Lumbar puncture with CSF analysis can also assist with making the diagnosis. There is an elevated CSF protein concentration without associated pleocytosis; this phenomenon is known as albuminocytologic dissociation and is characteristic of GBS. An elevated CSF white blood cell count associated with acute muscle weakness is suggestive of an alternative diagnosis, especially infectious or neoplastic. The timing of the lumbar puncture is important, as the CSF protein level can be normal for the first 48 hours after symptoms begin. Also, the sample should preferably be obtained before treatment is begun, since intravenous immunoglobulin therapy may cause aseptic meningitis with elevated CSF white blood cell count.

Differentiation between GBS and chronic inflammatory demyelinating polyradiculoneuropathy (CIDP) is based on the timing of the nadir of disease. When the progression of disease extends beyond 4 weeks, patients are likely to have CIDP, as opposed to those who develop a disease severity nadir before 4 weeks consistent with GBS. Patients with CIDP are likely to have a relapsing-remitting or a more chronic course of disease than that of patients with GBS.

Treatment

Both supportive and specific therapies are important in the treatment of GBS. Multidisciplinary supportive measures are essential in detecting and managing the potentially fatal consequences of this disease. Serial vital capacity and negative inspiratory force should be monitored closely with transfer to an intensive care unit for early endotracheal intubation and mechanical ventilation if these parameters worsen, as respiratory failure may occur in about one-quarter of GBS cases. Abnormalities in cardiac rhythm and vital signs are often the first signs of autonomic complications of the disease; thus, it is important to closely monitor this aspect of patient care. Prophylaxis for peptic ulcer and deep venous thrombosis is warranted, as is early detection and management of urinary retention, ileus, and pain. Consultation with physical, occupational, and speech therapy are integral in the management of patients with GBS.

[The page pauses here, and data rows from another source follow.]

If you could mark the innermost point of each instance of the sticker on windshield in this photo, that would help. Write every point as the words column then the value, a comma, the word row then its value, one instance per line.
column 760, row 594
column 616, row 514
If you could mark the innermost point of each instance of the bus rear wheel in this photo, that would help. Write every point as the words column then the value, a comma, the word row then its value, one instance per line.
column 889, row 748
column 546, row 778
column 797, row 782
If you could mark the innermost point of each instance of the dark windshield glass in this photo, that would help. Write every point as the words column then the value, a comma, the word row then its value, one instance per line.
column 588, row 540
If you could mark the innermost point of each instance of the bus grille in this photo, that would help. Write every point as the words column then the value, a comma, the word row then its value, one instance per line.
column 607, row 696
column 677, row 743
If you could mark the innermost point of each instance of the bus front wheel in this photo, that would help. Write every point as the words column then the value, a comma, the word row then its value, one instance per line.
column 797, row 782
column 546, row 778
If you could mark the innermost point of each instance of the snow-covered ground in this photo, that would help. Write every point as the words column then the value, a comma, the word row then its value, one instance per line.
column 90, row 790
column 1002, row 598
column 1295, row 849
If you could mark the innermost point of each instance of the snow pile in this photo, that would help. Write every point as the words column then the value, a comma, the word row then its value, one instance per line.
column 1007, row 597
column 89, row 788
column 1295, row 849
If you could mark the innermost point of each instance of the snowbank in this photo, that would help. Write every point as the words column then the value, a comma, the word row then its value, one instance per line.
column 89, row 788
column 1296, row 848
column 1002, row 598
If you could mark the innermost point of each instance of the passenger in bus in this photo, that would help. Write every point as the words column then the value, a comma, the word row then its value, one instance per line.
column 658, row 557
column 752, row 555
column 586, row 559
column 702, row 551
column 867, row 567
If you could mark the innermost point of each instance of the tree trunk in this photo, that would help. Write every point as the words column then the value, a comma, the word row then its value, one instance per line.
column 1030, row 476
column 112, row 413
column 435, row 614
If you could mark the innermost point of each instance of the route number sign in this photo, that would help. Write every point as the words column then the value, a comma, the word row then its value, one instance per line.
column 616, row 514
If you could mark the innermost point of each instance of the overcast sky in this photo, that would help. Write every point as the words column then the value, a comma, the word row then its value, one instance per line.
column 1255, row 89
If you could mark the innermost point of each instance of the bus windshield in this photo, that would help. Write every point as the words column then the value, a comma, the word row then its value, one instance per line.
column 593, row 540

Specific therapies for patients with GBS are directed toward the autoimmune pathogenesis of the disease. Although corticosteroids have been found to be largely ineffective in patients with GBS, plasma exchange and intravenous immunoglobulin (IVIg) have been shown to decrease the percentage of patients who require mechanical ventilation and increase the number of patients who have recovered full strength after 1 year. The ease of administration of IVIg has made this the treatment of choice instead of plasma exchange in many hospitals, given the similar efficacy of the two treatments. Debate on the indication for specific therapies is ongoing, even though IVIg or plasmapheresis is generally recommended in adult patients when ambulation becomes limited. Influenza vaccine is often avoided in patients with a previous history of postvaccination GBS.

Complications

As previously mentioned, respiratory and autonomic failure are the most feared acute complications of GBS, leading to a reported mortality of between 4% and 15%. Persistent weakness is more common, leading to disability in up to 20% of patients after 1 year despite receiving standard treatment. Elderly patients, those who require mechanical ventilation for respiratory failure, and patients who are bedbound from their weakness are more likely to suffer from ongoing disability. Chronic fatigue, even in those patients who have recovered muscle strength clinically, can be a long-term complication of GBS; this is possibly related to persistent subclinical abnormalities that are present on electrodiagnostic testing.